Straw, chalk and quartz, eventually offering up faint stone fruit and lemon. Clean and intense. Starts dry but sweetens as it goes along. Possessed of a certain richness – largely extract – that’s balanced by acidity. Long, minerally finish with a telltale bitter almond note. A second bottle showed better at table. The best Vernaccia sold at the SAQ in a coon’s age, though less accomplished than the private import Barzaghi tasted last year. (Buy again? Sure.)

Verdicchio dei Castelli di Jesi Classico Superiore 2010, Il Coroncino, Fattoria Coroncino ($23.55, 11952138)
100% Verdicchio from vines in the Coroncino and Cerrete vineyards. Farming is organic, though uncertified, and no fertilizers are used. Manually harvested, gently pressed. Fermented with indigenous yeasts in temperature-controlled (20°C) stainless steel tanks. Whether the wine undergoes malolactic fermentation is left to nature. Matured in stainless steel tanks. Minimal sulphur is added at bottling. 13.5% ABV.
Oxidized butter, flowers, yellow apple, dried lemon, ash. Rich, smooth, concentrated but not heavy. Fruit is present but Heisenbergian: when you look for it, it evanesces. Layered, with substrata of tangy acid and dusty chalk. Long, bitter-edged, moreish. A bottle consumed a couple of weeks after the tasting proved even more compelling and made a surprisingly good match for asparagus gratinéed with Parmesan cheese and topped with a fried egg. (Buy again? Yes.)

IGT Civitella d’Agliano 2012, Poggio della Costa, Sergio Mottura ($21.75, 10782309)
100% Grechetto from organically farmed vines grown in the Poggio della Costa vineyard. Soft-pressed, cold-settled, fermented in temperature-controlled (18-20°C) tanks for 15 to 25 days. Matured on the lees in tanks for five or six months. Sees only stainless steel until bottling. Screwcapped. 13.5% ABV.
Inexpressive nose of lemon and quartz dust. Bland and inexpressive in the mouth. Clean, medium-bodied, with lowish acidity, a saline finish and no personality. I quite enjoyed Mottura’s Orvietto last year but this was simply forgettable. Closed and in need of time? Let’s hope that’s the explanation. (Buy again? Only to give it a second chance.)

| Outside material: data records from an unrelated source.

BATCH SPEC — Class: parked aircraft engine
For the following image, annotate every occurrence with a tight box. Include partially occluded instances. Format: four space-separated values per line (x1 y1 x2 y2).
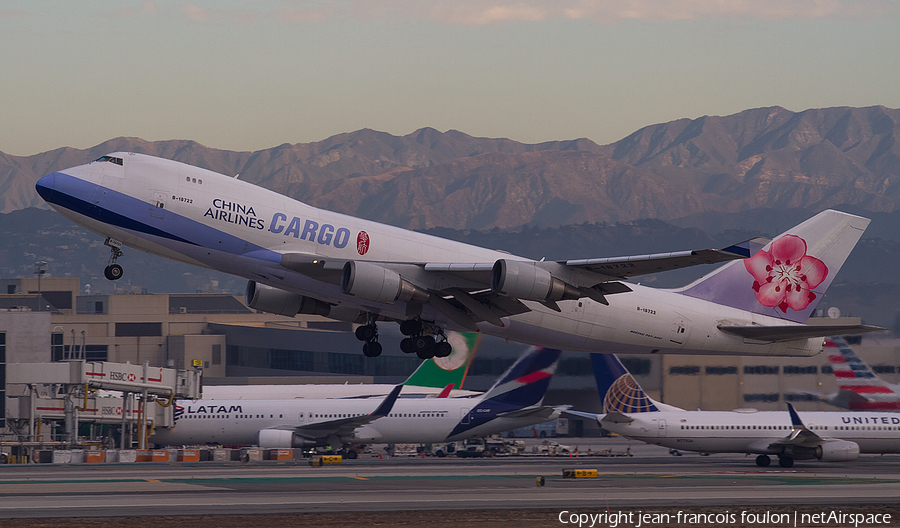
341 260 430 303
491 259 583 301
816 440 859 462
246 281 331 317
259 429 318 449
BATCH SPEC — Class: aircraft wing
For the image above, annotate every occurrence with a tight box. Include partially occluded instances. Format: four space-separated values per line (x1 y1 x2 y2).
272 238 768 331
561 237 770 279
262 385 403 440
718 324 885 343
563 409 603 420
598 411 634 426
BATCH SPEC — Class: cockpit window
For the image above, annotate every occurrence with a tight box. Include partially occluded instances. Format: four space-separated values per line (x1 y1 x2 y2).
94 156 122 165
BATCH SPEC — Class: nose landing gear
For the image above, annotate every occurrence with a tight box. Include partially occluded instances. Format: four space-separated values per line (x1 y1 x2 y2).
103 237 125 280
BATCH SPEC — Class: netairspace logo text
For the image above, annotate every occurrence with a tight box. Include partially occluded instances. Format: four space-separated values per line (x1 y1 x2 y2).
559 510 891 528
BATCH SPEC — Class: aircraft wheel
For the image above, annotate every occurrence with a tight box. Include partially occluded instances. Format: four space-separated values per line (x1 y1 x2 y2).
412 336 434 356
355 325 378 341
400 319 422 336
363 341 381 357
434 341 453 357
103 264 125 280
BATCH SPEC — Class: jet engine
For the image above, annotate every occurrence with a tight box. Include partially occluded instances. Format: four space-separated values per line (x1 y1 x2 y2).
246 281 331 317
816 440 859 462
259 429 319 449
491 259 583 301
341 260 430 303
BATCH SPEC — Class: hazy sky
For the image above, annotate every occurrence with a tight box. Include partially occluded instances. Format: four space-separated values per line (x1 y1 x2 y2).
0 0 900 155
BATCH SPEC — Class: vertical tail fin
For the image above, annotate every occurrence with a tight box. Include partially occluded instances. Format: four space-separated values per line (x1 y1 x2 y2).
591 354 680 413
825 337 900 410
403 332 481 389
680 210 869 323
479 347 562 411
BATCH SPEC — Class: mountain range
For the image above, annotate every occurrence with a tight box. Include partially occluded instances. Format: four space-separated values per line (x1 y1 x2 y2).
0 106 900 229
0 106 900 332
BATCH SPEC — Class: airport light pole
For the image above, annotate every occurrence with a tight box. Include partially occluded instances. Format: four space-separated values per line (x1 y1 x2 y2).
34 260 47 312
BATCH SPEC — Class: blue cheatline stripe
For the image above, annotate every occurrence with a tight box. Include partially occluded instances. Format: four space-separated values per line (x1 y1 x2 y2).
37 172 281 262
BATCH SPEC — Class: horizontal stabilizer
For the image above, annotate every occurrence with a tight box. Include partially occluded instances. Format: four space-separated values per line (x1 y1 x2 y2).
497 405 568 421
600 412 634 425
719 325 885 343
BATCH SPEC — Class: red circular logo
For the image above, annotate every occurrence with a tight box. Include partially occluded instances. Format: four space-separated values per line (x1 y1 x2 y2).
356 231 369 255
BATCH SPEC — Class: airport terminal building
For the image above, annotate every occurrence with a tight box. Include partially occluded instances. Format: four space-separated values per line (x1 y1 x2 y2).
0 278 900 448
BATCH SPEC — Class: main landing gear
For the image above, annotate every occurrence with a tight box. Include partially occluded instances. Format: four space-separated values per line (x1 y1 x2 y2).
103 238 125 280
356 320 381 357
356 316 453 359
756 455 794 468
400 319 453 359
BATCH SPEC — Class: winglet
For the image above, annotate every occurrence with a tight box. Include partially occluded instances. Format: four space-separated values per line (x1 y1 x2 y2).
369 385 403 418
788 403 806 429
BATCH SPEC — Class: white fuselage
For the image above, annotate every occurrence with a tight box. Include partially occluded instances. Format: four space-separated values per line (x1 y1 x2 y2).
150 398 555 447
601 411 900 454
203 383 481 400
47 153 822 356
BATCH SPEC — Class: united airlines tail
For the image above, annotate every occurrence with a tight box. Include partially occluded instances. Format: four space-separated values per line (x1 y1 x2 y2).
591 354 682 414
679 210 869 323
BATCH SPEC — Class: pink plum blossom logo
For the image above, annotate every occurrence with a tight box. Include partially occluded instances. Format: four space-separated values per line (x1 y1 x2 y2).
744 235 828 313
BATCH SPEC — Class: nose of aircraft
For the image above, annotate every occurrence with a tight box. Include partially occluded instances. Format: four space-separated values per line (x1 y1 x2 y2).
34 172 56 200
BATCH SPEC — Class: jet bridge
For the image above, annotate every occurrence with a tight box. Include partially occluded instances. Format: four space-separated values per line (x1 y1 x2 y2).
3 360 202 449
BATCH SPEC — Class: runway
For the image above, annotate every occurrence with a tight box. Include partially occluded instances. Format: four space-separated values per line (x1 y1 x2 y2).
0 451 900 519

I had high hopes for this flight: three monovarietals from three iconic Italian white grapes made by three highly regarded producers. But all three wines fell flat at the tasting, generating little interest, with no one inquiring about availability. Did the cavas neutralize our palates? Were the planets improperly aligned? Are these wines that, like many central Italian reds, need food to show their mettle? That the two revisited after the tasting were capable of providing pleasure (especially the Coroncino) has me leaning toward the food hypothesis. Then again, I thought both made a fine aperitif on their own before I sat down to eat.